Create a KreuzbergConverter component.

Parameters:

  • config (ExtractionConfig | None) – An optional kreuzberg.ExtractionConfig object to customize extraction behavior. Use this to set output format, OCR backend and language, force-OCR mode, per-page extraction, chunking, keyword extraction, and other kreuzberg options. If not provided, kreuzberg's defaults are used. See the kreuzberg API reference for the full list of configuration options.
  • config_path (str | Path | None) – Path to a kreuzberg configuration file (.toml, .yaml, or .json). Cannot be used together with config.
  • store_full_path (bool) – If True, the full file path is stored in the Document metadata. If False, only the file name is stored.
  • batch (bool) – If True, use kreuzberg's batch extraction APIs, which leverage Rust's rayon thread pool for parallel processing. If False, sources are extracted one at a time.
  • easyocr_kwargs (dict[str, Any] | None) – Optional keyword arguments to pass to EasyOCR when using the "easyocr" backend. Supports GPU, beam width, model storage, and other EasyOCR-specific options. See the EasyOCR documentation for the full list of supported arguments.

to_dict

python
to_dict() -> dict[str, Any]

Serialize this component to a dictionary.

Returns:

  • dict[str, Any] – Dictionary with serialized data.

from_dict

python
from_dict(data: dict[str, Any]) -> KreuzbergConverter

Deserialize this component from a dictionary.

Parameters:

  • data (dict[str, Any]) – Dictionary to deserialize from.

Returns:

  • KreuzbergConverter – Deserialized component.

run

python
run(
sources: list[str | Path | ByteStream],
meta: dict[str, Any] | list[dict[str, Any]] | None = None,
) -> dict[str, list[Document]]

Convert files to Documents using Kreuzberg.

Parameters:

  • sources (list[str | Path | ByteStream]) – List of file paths, directory paths, or ByteStream objects to convert.

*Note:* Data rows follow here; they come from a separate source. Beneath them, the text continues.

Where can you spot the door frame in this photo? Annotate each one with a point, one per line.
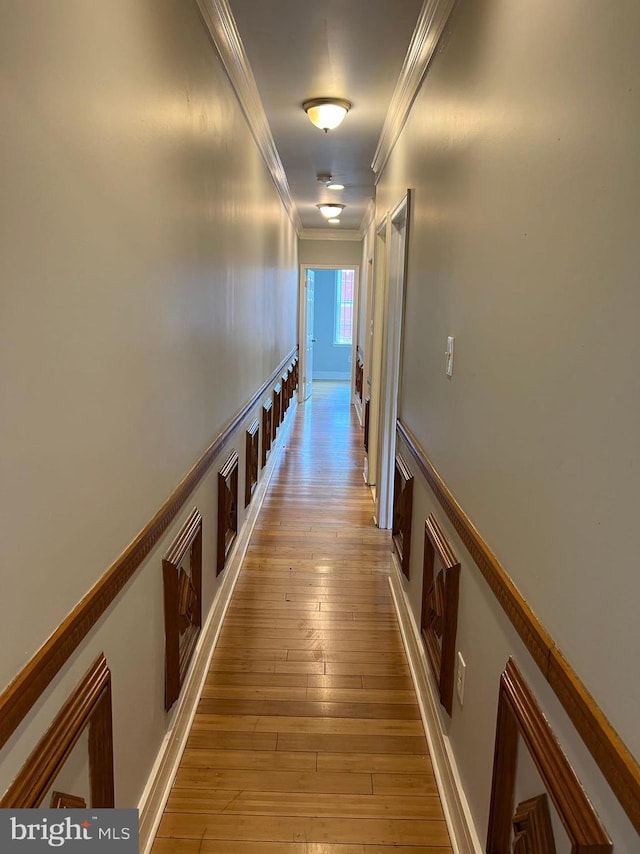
(390, 327)
(302, 322)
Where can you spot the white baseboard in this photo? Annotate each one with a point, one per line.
(464, 838)
(156, 792)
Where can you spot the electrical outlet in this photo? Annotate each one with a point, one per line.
(460, 673)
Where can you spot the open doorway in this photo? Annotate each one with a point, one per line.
(328, 311)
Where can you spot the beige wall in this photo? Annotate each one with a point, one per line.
(149, 287)
(337, 252)
(522, 151)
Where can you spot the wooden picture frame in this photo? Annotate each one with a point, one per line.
(532, 828)
(402, 512)
(227, 509)
(267, 430)
(251, 461)
(182, 583)
(89, 705)
(439, 616)
(277, 409)
(64, 801)
(520, 719)
(291, 380)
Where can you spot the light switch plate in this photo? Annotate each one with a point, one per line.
(460, 674)
(449, 354)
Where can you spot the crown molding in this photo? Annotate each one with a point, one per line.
(329, 234)
(431, 23)
(368, 218)
(222, 28)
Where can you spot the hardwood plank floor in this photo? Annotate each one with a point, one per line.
(308, 738)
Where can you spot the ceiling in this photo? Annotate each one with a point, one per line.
(352, 49)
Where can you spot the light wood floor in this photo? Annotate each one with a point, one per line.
(308, 738)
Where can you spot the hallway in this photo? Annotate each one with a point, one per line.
(308, 738)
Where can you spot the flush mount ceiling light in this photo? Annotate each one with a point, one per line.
(327, 179)
(330, 210)
(326, 113)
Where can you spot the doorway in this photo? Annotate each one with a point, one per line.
(328, 302)
(395, 247)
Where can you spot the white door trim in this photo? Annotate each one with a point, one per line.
(396, 244)
(302, 302)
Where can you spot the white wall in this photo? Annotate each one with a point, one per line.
(149, 287)
(333, 252)
(522, 151)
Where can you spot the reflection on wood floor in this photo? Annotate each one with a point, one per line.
(308, 738)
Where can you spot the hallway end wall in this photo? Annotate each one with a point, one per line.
(521, 152)
(149, 289)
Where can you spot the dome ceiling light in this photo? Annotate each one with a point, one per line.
(330, 210)
(327, 179)
(326, 113)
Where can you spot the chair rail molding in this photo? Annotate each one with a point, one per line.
(521, 719)
(89, 705)
(619, 767)
(20, 695)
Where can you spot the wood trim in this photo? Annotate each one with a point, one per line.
(267, 428)
(619, 767)
(224, 33)
(532, 828)
(439, 616)
(402, 512)
(424, 41)
(461, 826)
(277, 410)
(20, 695)
(520, 717)
(88, 705)
(182, 604)
(251, 460)
(227, 509)
(153, 799)
(64, 801)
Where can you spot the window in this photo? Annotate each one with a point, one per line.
(344, 306)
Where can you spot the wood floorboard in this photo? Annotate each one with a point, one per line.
(307, 737)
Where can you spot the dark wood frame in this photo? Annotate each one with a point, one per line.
(65, 801)
(88, 706)
(439, 617)
(619, 767)
(182, 604)
(291, 380)
(227, 509)
(402, 512)
(520, 718)
(267, 428)
(277, 409)
(532, 828)
(252, 461)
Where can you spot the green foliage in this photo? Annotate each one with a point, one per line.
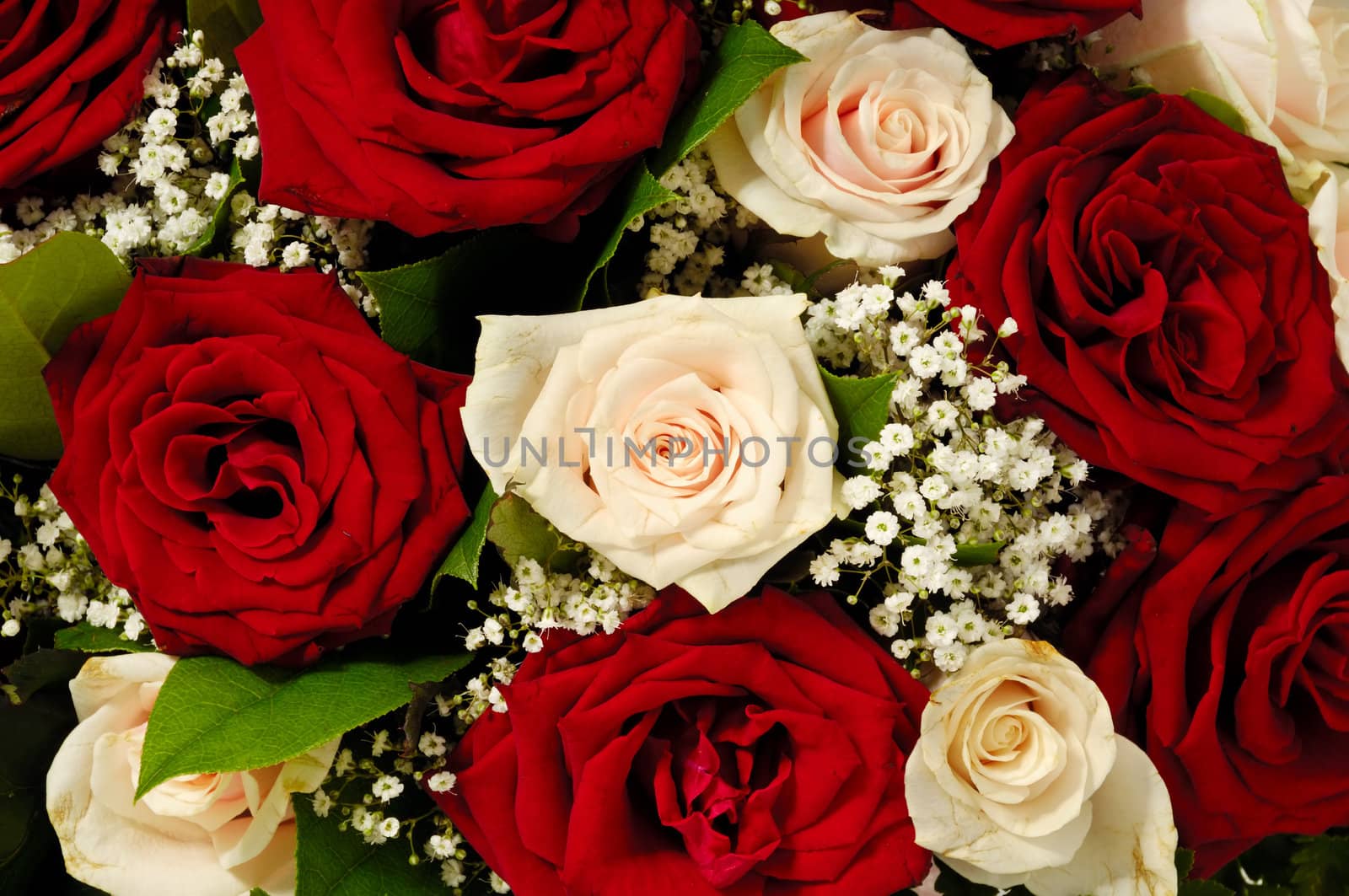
(863, 406)
(462, 561)
(1321, 865)
(636, 196)
(211, 239)
(977, 554)
(218, 716)
(67, 281)
(92, 639)
(226, 24)
(519, 532)
(336, 862)
(33, 733)
(739, 67)
(1218, 108)
(34, 671)
(422, 304)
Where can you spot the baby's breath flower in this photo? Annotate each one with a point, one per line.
(962, 518)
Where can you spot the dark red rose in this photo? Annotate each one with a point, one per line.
(253, 463)
(1174, 320)
(1231, 666)
(759, 750)
(449, 115)
(1000, 24)
(71, 73)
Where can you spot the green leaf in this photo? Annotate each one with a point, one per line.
(519, 532)
(226, 24)
(863, 406)
(739, 65)
(92, 639)
(335, 862)
(1139, 91)
(207, 243)
(67, 281)
(636, 196)
(34, 671)
(1218, 108)
(463, 557)
(1321, 865)
(216, 716)
(418, 301)
(33, 734)
(977, 554)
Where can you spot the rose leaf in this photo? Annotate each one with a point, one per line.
(1218, 108)
(462, 561)
(739, 65)
(45, 294)
(422, 304)
(207, 243)
(226, 24)
(519, 532)
(863, 408)
(92, 639)
(216, 716)
(1321, 865)
(335, 862)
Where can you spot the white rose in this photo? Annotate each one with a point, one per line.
(202, 834)
(1329, 219)
(1282, 64)
(564, 409)
(1018, 777)
(880, 141)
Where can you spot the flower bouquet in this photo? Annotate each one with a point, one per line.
(911, 460)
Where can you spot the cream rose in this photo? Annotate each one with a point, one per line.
(1018, 777)
(880, 141)
(688, 440)
(204, 834)
(1282, 64)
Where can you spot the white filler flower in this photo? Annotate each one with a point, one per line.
(1018, 777)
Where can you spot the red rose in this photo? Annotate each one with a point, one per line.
(1000, 24)
(253, 463)
(1174, 320)
(1231, 667)
(71, 73)
(465, 114)
(755, 752)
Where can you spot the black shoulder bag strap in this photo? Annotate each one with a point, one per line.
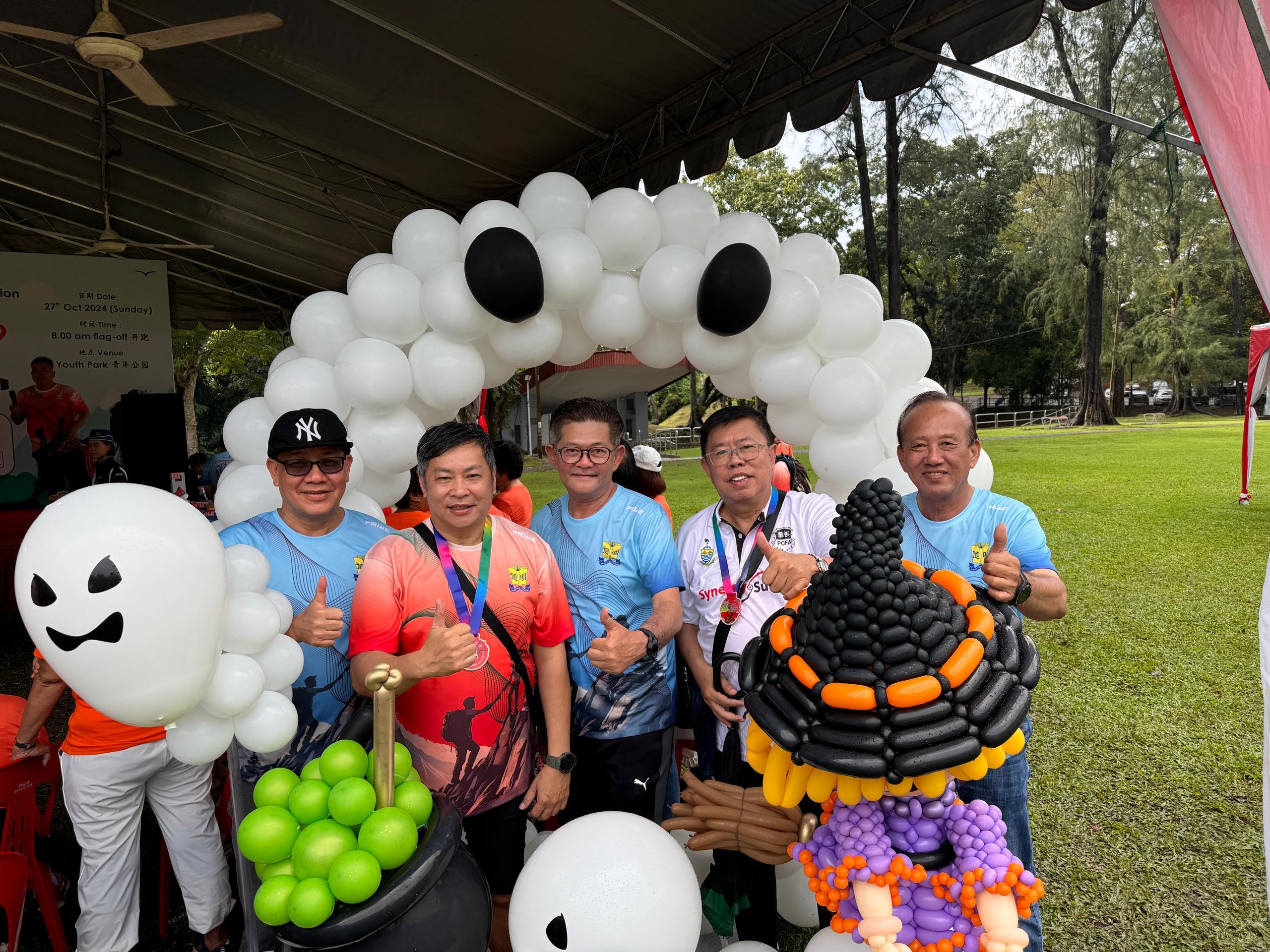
(496, 626)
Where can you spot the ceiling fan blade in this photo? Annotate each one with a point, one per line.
(205, 31)
(144, 85)
(36, 33)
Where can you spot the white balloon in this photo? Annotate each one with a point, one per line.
(661, 347)
(364, 263)
(668, 282)
(247, 431)
(164, 612)
(281, 662)
(849, 324)
(616, 315)
(620, 883)
(845, 456)
(794, 423)
(492, 215)
(385, 304)
(902, 353)
(749, 229)
(711, 353)
(575, 346)
(423, 241)
(385, 488)
(246, 493)
(200, 737)
(246, 569)
(529, 343)
(286, 612)
(374, 375)
(268, 725)
(625, 228)
(385, 441)
(235, 686)
(450, 307)
(447, 373)
(982, 474)
(251, 624)
(847, 393)
(323, 324)
(553, 201)
(689, 215)
(302, 384)
(287, 353)
(811, 255)
(889, 469)
(571, 268)
(783, 375)
(793, 307)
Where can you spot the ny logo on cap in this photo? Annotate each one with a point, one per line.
(308, 429)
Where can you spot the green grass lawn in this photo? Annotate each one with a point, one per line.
(1146, 792)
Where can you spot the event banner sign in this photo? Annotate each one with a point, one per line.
(105, 327)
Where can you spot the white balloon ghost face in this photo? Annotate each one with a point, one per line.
(613, 881)
(124, 590)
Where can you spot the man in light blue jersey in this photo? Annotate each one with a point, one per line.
(622, 573)
(996, 543)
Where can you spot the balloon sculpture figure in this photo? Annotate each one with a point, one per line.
(874, 692)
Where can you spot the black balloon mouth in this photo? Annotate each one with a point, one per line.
(110, 631)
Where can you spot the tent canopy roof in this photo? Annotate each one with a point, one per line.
(295, 151)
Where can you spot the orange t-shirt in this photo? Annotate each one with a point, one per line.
(517, 503)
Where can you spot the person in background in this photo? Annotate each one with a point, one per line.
(54, 414)
(106, 468)
(996, 543)
(412, 508)
(648, 480)
(618, 558)
(513, 499)
(464, 705)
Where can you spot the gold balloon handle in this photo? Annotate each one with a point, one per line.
(382, 683)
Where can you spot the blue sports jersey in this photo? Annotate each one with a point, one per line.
(962, 543)
(323, 694)
(616, 559)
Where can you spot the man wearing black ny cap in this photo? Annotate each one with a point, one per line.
(316, 551)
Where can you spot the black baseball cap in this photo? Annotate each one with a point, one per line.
(302, 429)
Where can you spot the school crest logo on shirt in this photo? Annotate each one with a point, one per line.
(518, 578)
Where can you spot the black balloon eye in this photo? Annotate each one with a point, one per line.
(41, 593)
(557, 933)
(105, 577)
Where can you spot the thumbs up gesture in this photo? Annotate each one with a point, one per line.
(1001, 569)
(788, 573)
(318, 625)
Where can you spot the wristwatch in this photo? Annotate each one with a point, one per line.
(1024, 592)
(564, 763)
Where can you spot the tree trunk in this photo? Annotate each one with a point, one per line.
(870, 230)
(893, 289)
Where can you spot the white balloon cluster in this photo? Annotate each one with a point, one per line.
(250, 696)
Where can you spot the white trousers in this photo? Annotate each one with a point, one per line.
(105, 795)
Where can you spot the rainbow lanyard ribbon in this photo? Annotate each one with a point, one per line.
(731, 611)
(456, 592)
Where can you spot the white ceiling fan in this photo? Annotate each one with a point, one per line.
(110, 48)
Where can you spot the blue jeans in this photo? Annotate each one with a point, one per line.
(1006, 789)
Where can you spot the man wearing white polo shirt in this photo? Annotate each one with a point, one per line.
(743, 559)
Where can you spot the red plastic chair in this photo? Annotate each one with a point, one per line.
(13, 892)
(21, 823)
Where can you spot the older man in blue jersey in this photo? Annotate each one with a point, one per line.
(994, 541)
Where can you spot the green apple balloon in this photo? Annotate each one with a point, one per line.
(318, 846)
(389, 835)
(267, 834)
(355, 876)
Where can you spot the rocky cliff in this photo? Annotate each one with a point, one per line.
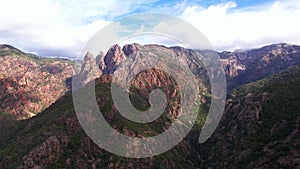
(30, 84)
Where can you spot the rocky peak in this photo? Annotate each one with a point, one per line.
(100, 61)
(89, 69)
(113, 58)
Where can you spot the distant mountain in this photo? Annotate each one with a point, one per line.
(242, 67)
(29, 83)
(259, 128)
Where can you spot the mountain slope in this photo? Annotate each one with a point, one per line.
(29, 83)
(260, 127)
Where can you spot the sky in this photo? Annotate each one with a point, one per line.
(61, 28)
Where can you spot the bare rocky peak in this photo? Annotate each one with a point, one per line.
(241, 66)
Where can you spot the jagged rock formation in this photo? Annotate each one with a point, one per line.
(29, 84)
(247, 66)
(260, 127)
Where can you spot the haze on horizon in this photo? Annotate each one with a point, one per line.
(62, 28)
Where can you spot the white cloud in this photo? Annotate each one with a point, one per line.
(228, 27)
(62, 28)
(54, 27)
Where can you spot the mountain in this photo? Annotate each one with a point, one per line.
(30, 84)
(242, 67)
(259, 128)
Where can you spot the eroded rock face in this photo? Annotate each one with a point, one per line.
(29, 84)
(46, 154)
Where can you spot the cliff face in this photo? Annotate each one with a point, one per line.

Directory paths are expanded to their direct file children (non-recursive, sorted alphabetically).
  • meta (dict[str, Any] | list[dict[str, Any]] | None) – Optional metadata to attach to the Documents. This value can be either a list of dictionaries or a single dictionary. If it's a single dictionary, its content is added to the metadata of all produced Documents. If it's a list, the length of the list must match the number of sources, because the two lists will be zipped. If sources contains ByteStream objects, their meta will be added to the output Documents.

Note: When directories are present in sources, meta must be a single dictionary (not a list), since the number of files in a directory is not known in advance.

Returns:

  • dict[str, list[Document]] – A dictionary with the following key:

  • documents: A list of created Documents.